Company to Pay $700,000 Penalty for Failure to Report Hazardous Lights
The Consumer Product Safety Commission (CPSC) announced on March 9 that Acuity Brands, Inc., Atlanta, Georgia, has agreed to pay a $700,000 civil penalty, which the CPSC has provisionally accepted. The penalty settles allegations that the company neglected to make a timely report to the Commission about defects and hazards in over 1.4 million of the company's Lithonia Lighting products. In agreeing to the settlement, Acuity did not admit CPSC’s allegations and denied that it violated any law.CPSC Release
March 1, 2006
Is America Exporting Class Actions to Europe?
A recent article in The American Lawyer notes that governments and businesses across Europe are learning that the desire to sue en masse is not uniquely American. Globalization and the domination of U.S. companies is a driving factor. Citing as an example the hundreds of cases filed against Volvo in the wake of the 1999 Mont Blanc tunnel fire that killed 39 people and closed the tunnel for three years of repair work, the article notes that enterprising European lawyers are finding ways to overcome the significant traditional barriers to class actions in European legal systems.

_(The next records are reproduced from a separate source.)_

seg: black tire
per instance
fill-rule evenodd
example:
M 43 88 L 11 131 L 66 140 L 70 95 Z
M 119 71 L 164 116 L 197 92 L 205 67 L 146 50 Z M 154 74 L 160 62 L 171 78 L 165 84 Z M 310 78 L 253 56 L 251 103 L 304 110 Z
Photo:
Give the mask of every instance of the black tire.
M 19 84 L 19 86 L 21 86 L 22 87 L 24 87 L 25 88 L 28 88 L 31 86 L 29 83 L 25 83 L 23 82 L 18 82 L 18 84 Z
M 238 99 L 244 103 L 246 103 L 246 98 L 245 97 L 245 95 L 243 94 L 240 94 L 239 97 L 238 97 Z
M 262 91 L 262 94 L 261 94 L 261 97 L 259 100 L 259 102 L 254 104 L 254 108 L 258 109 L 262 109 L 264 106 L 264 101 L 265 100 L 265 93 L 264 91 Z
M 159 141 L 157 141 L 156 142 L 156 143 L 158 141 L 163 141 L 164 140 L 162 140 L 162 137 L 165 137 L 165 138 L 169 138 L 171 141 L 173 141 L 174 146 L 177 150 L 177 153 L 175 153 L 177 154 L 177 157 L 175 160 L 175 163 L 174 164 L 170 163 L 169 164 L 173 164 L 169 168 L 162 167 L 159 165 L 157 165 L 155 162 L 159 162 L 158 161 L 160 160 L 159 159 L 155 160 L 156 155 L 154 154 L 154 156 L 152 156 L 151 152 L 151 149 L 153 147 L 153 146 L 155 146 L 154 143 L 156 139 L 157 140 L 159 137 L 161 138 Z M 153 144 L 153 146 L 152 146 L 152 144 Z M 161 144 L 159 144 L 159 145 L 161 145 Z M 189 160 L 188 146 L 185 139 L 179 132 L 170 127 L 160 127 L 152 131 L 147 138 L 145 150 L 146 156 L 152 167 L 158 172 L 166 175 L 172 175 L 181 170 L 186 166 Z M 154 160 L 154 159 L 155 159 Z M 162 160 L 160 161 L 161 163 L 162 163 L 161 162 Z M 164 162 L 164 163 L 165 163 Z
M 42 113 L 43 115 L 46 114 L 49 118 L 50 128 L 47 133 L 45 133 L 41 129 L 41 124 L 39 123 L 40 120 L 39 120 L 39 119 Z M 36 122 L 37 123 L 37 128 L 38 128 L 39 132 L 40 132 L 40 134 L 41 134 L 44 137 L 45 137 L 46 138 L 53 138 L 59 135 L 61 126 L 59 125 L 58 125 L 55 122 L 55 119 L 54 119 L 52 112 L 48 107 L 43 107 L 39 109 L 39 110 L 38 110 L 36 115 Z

One example is the use in Britain of an Australian innovation, professional litigation funders, to circumvent the ban on contingent fees. Several countries have been prompted to adapt their legal systems to better content with this new reality.
Rhode Island May Not Recover Punitive Damages for Lead Paint Contamination
Rhode Island may not seek punitive damages against the lead paint manufacturers found liable last week for having created a public nuisance in the state. According to the Associated Press, the court concluded that there was no evidence that the defendants had engaged in reckless or wilfully wrongful conduct. The companies remain liable for the costs of cleaning up the contamination.